Lavandula x chaytoriae // Silber-Lavendel

Familie Lamiaceae, Schmetterlingsblütler
Pflanzen pro qm 5.00

Beschreibung

Herkunft von Lavandula x chaytoriae

Der Silber-Lavendel ist eine nur in Kultur vorkommende Arthybride zwischen Lavandula lanata und dem gartenüblichen Lavandula angustifolia. Möglicherweise ist in einigen Zuchtlinien auch Lavandula dentata beteiligt. Letztere bringt leicht gezähnte Blattränder ein.

Am Naturstandort besiedeln die Elternarten vollsonnige, baumfreie Schaftriften auf skelettreichen, humusarmen Böden.

Lavandula lanata kommt nur im Süden Spaniens in Höhenlagen von 1.000 bis unter 2.000 m üNN vor und ist nicht winterhart.

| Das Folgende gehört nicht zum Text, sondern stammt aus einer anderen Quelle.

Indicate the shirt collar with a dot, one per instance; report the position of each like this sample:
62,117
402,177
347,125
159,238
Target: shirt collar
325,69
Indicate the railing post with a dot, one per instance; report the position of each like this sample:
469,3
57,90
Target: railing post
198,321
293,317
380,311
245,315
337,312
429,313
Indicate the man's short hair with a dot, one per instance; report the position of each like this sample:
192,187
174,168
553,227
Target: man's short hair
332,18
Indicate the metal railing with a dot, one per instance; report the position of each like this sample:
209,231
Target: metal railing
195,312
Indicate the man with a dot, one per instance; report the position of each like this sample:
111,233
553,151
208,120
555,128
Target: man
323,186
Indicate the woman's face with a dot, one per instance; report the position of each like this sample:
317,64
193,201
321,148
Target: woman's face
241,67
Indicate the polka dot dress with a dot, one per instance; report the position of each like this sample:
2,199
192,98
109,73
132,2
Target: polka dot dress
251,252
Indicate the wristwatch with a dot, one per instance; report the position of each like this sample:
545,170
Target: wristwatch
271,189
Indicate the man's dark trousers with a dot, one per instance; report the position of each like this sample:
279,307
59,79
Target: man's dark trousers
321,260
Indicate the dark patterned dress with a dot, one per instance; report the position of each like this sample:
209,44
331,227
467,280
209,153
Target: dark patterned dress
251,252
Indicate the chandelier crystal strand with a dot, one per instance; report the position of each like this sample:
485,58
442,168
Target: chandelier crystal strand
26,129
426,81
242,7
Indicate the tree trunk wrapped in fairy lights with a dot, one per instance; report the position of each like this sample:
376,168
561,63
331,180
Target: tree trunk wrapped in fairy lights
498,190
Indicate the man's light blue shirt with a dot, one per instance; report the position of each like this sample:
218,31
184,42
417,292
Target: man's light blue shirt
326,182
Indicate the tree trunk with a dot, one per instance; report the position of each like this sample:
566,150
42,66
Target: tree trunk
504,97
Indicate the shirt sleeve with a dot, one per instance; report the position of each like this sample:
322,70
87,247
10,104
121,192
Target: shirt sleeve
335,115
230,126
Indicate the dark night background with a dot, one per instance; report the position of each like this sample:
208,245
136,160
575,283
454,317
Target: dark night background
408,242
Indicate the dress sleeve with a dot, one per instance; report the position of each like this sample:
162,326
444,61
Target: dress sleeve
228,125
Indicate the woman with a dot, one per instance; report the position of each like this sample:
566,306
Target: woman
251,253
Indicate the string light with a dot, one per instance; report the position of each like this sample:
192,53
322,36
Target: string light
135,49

'Richard Gray' im Kräutergarten u.a. mit Weinraute und Curry-Kraut .

Beschreibung
Der Silber-Lavendel ist ein in Blüte etwa 40 cm hoher, buschiger Halbstrauch. Im Gegensatz zum üblichen Lavandula angustifolia ist das Laub ganzjährig ausgeprägt silbrig-grau.

Die schlanken Blütenähren sind meist tief violett-blau. Sie erscheinen ausdauernd von Juni bis Ende September.

Das Laub verströmt ganzjährig einen aromatisch-würzigen Duft.

Im Handel wird die Art auch unter Lavandula x lanata geführt. Kreuzungen von Lavandula lanata und Lavandula dentata werden als "Lavandula x ginginsii" bezeichnet, sind so aber wohl nicht im Handel. Die Übergänge zwischen den Sektionen scheinen recht fließend zu sein.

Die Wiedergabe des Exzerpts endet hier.